Transcripts overlapping with nuclei are used as positive connections, whereas those overlapping other nuclei serve as negative examples, allowing the training of a heterogeneous GNN. Segger's hyperparameters can be optimized using classical cross-validation with spatial mini-batching. The model is parallelizable and leverages GPU capabilities, facilitating application across multiple slides, with or without incorporating transcript embeddings learned from scRNA-seq or other modalities.
Segger utilizes advanced deep learning technologies such as PyTorch and PyTorch Geometric for efficient GNN implementation and takes advantage of GPUs for accelerated computation. This results in significantly faster performance compared to Baysor and other transcript-colocalization methods, making it practical for large sections with many transcripts. Additionally, Segger's framework allows for efficient data loading and processing, enhancing its usability for large-scale datasets. One of Segger's unique features is its transferability; it can be trained on one tissue section and applied to another section with the same panel of transcripts, maintaining high accuracy and efficiency. This combination of speed, robustness, and comprehensive data integration makes Segger a superior choice for cell segmentation in subcellular spatial transcriptomics, advancing the field towards more precise and reliable spatial analysis.

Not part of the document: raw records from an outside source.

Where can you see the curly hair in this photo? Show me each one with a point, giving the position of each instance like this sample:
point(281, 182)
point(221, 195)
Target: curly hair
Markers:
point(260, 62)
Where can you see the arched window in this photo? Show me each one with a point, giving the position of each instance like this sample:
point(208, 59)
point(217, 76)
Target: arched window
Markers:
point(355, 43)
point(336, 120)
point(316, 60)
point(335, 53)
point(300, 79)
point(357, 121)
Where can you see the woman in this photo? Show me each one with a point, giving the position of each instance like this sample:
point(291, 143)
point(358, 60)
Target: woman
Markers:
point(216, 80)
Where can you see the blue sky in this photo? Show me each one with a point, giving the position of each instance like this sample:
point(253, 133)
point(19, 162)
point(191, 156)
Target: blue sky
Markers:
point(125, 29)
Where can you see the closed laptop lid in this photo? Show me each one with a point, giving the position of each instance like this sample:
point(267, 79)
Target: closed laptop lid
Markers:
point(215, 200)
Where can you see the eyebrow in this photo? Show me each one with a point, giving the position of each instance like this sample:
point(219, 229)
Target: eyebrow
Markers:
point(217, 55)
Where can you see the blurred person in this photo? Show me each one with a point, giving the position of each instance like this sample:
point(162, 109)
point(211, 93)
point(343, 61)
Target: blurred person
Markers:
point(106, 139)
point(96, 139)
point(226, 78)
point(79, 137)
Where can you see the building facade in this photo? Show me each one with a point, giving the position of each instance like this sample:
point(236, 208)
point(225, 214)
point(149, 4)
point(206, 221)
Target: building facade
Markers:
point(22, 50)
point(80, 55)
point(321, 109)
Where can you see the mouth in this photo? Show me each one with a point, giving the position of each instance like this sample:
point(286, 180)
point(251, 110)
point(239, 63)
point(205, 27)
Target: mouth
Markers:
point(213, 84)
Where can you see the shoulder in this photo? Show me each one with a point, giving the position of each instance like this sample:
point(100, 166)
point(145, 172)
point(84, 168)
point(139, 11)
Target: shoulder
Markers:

No previous knowledge expected
Elyas Heidari is a PhD student specialising in AI in Oncology at the German Cancer Research Center (DKFZ) in Heidelberg. He completed his Bachelor's in Computer Science and Mathematics at Sharif University of Technology in Iran and holds a Master’s degree from ETH Zurich, department of Biological Science and Systems Engineering. During his internship at EMBL-EBI, he focused on spatial omics and computational genomics. Elyas has developed packages such as MUVIS (R) and SageNet (python) for biomedical data science and machine learning and is currently interested in developing computational methods for the analysis and integration of spatial omics data at scale.